ALC Consulting

March 11, 2009

What is a Contractor, Anyway?

Filed under: Contracting — Anne Cloward @ 11:45 pm

A long time ago, my brother-in-law invited us over to dinner. He didn’t work, and was always coming up with schemes to make money, “the easy way.” (with no real effort on his part). He proceeded to give us a sales pitch into becoming Amway distributors for him. He had it all planned; we would go out and sell soap for him, and he would sit back and watch the money roll in. With no real effort on his part, money would be coming in so fast, all he had to do was count it.

There are people out there who view contracting as an easy way to make money. All you have to do is sign a contract and show up and the money will be there with no real effort on your part. The real world is really quite different.

In the spring of 1998, I was working full time for a hardware manufacturing company writing training documentation for new hires .  I had been working as a tech writer and trainer for six years and had some good experience under my belt. I was approached by a recruiter who wanted to hire me for a year at a lot higher salary than I was making. It was working for a large non-profit whose mission I believed in. So I jumped on the consulting bandwagon. That’s pretty much been my work life since.

One of the purposes of this blog is to explore the world of contracting and share some of my experiences. If there is a mistake contractors make, I have probably made it in the past few years. I have learned a lot from these oopses and will gladly share my experiences, if it will help anyone learn from them.

Often you will hear of someone who worked for a company for a long time, and then was laid off, only to be rehired as a contractor making much more money. Seems like the company made a big mistake, didn’t they? Why didn’t they just keep the employee on their payroll?

Even though a contractor may be making more, he or she costs the client less money than a full time employee.

Why?

Because they don’t have to pay benefits to that person.

Contractors work under a different set of constraints that may make them more attractive to an employer, but the chief one is that they cost a company less.

Contractors can be let go with a minute’s notice and no severance pay. Contractors don’t cost a company in terms of overhead such as vacations, insurance, and retirement contributions. These costs can really add up. Just ask any of the big 3 automakers.

My definition of a contractor is anyone who works for a client on a temporary basis. My contracts have spanned two weeks to one year. Contractors are often used to perform tasks that no one in the company has the time or expertise to do. I am a technical writer and instructional designer and have found a niche most of the time doing documentation for IT shops.

If the company had someone who could do a job, they would not be hiring contractors.

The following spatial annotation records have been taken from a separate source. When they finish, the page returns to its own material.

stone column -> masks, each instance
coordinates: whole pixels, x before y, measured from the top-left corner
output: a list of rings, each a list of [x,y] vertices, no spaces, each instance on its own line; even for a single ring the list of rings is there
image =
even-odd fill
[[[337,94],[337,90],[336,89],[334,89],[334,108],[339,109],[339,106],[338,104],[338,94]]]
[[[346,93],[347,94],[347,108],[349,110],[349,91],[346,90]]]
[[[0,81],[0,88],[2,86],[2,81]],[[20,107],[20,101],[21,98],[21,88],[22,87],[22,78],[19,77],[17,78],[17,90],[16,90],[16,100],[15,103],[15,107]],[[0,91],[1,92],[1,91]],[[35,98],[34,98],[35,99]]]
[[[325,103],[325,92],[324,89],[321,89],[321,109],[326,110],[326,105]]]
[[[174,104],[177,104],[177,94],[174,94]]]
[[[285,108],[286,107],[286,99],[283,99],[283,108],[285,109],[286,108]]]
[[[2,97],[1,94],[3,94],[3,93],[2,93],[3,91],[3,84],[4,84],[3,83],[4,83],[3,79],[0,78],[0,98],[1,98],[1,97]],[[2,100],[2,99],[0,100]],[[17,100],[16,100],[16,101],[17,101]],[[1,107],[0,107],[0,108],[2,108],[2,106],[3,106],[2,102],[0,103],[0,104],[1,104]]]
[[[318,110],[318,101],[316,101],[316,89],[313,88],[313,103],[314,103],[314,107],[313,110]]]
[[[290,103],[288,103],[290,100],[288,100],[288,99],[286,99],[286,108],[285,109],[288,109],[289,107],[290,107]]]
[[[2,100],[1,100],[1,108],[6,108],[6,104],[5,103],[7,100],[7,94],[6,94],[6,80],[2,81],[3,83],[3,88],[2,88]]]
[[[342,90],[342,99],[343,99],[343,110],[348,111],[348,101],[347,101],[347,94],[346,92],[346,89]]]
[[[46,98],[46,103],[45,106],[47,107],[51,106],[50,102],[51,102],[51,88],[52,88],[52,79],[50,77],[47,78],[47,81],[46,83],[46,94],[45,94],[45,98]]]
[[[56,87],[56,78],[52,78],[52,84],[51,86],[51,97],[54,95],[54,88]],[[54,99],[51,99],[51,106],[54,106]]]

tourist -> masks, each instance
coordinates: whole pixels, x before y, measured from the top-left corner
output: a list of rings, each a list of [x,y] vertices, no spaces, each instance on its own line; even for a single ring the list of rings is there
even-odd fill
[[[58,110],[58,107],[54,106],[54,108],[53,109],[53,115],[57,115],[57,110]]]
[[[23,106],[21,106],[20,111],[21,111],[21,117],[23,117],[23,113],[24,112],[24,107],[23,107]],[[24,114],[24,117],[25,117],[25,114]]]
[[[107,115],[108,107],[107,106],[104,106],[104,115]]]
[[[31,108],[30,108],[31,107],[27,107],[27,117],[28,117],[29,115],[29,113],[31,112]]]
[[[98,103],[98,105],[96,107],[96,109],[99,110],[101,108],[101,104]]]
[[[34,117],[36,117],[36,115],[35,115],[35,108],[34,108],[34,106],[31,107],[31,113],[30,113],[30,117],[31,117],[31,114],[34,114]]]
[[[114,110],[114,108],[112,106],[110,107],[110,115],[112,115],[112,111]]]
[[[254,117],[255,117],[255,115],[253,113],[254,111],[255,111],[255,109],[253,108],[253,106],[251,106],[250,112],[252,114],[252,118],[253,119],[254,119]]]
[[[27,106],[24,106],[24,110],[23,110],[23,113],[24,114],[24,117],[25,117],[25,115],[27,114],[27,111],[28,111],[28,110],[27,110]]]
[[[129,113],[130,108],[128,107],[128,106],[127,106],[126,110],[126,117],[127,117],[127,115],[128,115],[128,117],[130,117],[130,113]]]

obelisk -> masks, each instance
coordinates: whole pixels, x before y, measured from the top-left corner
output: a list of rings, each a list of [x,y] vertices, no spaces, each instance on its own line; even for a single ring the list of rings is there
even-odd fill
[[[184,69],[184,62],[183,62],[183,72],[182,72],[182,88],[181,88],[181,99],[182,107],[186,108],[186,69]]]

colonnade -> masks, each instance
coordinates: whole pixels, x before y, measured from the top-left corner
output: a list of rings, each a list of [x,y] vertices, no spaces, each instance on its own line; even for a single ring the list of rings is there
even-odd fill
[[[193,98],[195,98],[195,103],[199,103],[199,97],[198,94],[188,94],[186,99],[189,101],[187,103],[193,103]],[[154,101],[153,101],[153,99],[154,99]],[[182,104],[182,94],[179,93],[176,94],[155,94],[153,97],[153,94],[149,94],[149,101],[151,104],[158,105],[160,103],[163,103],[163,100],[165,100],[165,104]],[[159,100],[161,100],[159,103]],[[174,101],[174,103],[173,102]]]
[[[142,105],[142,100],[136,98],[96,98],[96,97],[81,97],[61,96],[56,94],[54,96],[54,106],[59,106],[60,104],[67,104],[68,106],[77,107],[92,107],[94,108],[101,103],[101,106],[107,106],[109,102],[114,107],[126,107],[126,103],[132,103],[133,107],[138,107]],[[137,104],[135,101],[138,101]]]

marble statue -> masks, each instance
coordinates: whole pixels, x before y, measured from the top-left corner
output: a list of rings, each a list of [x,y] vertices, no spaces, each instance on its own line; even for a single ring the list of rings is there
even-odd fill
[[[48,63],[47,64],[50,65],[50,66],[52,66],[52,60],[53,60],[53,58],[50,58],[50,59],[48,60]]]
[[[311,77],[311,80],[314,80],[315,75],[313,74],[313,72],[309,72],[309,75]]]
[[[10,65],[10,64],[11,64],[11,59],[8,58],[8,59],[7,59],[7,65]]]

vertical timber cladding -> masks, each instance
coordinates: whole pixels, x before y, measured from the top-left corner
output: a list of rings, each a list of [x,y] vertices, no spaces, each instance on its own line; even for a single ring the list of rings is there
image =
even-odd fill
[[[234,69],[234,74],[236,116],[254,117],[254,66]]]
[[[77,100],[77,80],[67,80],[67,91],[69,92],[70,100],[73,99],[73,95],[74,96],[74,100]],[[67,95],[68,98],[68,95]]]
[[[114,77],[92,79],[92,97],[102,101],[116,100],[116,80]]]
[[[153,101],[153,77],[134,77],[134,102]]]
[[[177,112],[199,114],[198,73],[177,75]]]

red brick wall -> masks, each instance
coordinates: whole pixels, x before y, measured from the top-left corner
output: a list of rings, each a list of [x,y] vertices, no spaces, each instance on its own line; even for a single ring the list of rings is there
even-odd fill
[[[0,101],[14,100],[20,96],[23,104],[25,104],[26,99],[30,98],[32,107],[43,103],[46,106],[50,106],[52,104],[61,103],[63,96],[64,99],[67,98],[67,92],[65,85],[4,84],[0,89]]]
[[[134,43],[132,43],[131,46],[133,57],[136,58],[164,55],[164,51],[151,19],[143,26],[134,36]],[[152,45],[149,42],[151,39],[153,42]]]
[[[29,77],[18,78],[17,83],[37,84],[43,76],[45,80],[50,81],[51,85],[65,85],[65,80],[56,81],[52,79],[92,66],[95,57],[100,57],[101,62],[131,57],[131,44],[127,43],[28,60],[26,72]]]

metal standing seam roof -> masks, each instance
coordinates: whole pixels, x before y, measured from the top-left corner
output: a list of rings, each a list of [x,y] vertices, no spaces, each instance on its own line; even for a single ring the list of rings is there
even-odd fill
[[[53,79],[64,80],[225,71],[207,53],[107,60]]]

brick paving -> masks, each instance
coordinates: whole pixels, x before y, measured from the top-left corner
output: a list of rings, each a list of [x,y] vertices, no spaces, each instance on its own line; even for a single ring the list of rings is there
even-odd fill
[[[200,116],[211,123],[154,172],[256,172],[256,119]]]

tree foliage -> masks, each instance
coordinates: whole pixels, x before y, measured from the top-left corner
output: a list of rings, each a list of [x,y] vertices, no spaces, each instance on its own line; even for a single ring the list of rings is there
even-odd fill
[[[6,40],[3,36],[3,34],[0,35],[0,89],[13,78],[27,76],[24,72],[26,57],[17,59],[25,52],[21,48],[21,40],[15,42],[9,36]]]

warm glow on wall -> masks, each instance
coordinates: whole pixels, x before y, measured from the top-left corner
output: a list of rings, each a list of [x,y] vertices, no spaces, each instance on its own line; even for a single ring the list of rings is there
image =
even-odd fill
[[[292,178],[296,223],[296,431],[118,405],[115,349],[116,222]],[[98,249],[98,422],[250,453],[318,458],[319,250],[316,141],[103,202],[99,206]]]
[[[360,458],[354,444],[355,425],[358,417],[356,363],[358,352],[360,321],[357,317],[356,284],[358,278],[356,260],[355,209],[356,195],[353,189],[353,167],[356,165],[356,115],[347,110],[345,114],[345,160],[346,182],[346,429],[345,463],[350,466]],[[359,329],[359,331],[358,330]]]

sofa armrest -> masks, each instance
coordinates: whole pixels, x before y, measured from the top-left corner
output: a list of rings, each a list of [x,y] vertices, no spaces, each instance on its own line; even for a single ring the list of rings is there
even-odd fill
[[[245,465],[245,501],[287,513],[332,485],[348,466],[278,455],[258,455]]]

What is the difference between a contractor and a consultant?

I honestly don’t know.

When I first started as a contractor, I thought that consultants were people who really knew their stuff and had all the answers. Contractors were lower down in the pecking order and had less experience. Lately, the difference between the two titles has blurred. I was stunned when kids fresh out of college on their first job called themselves consultants. 

In my world, contractors know their field well and know how to use their tools. They don’t get the luxury of OJT. They are supposed to hit the ground running. They do not get a three or six month window to learn the ropes. They are supposed to start producing from day one.

Contracting is a good way to go for those of us who have grey hair, grandchildren, life before television and home PCs, and even the Internet, and memories of the Beatles invading America. It’s no secret that many HR people freak at the sight of someone who might look like their parents and who could cost them money in added insurance costs. It may be illegal, but it still goes on. In the world of contracting, age is not an issue. You are valued for what you know and can do, not what you might do in five years.

Contracting is a great way to earn a living if you don’t want to work all year round and plan to take lots of vacations or tend to obligations that keep you from working for a time.

Disclaimer: I have grey hair, grandchildren, did not get a TV until I was 10, or a PC until I was 40, and remember the Beatles, and wore miniskirts the first time around.

Contractors are used in almost all industries, and while some do not even work in the US, I am going to focus mainly on the world that I know, contractors who work in the white collar world and have advanced skills and experience. 

Contractors are generally independent people who are flexible and willing to take on new assignments. they know that their livelihood depends on their being quick on their feet and being able to learn lots of new things in a hurry. They are often  restless risk takers who view a full time permanent job as they would a jail sentence.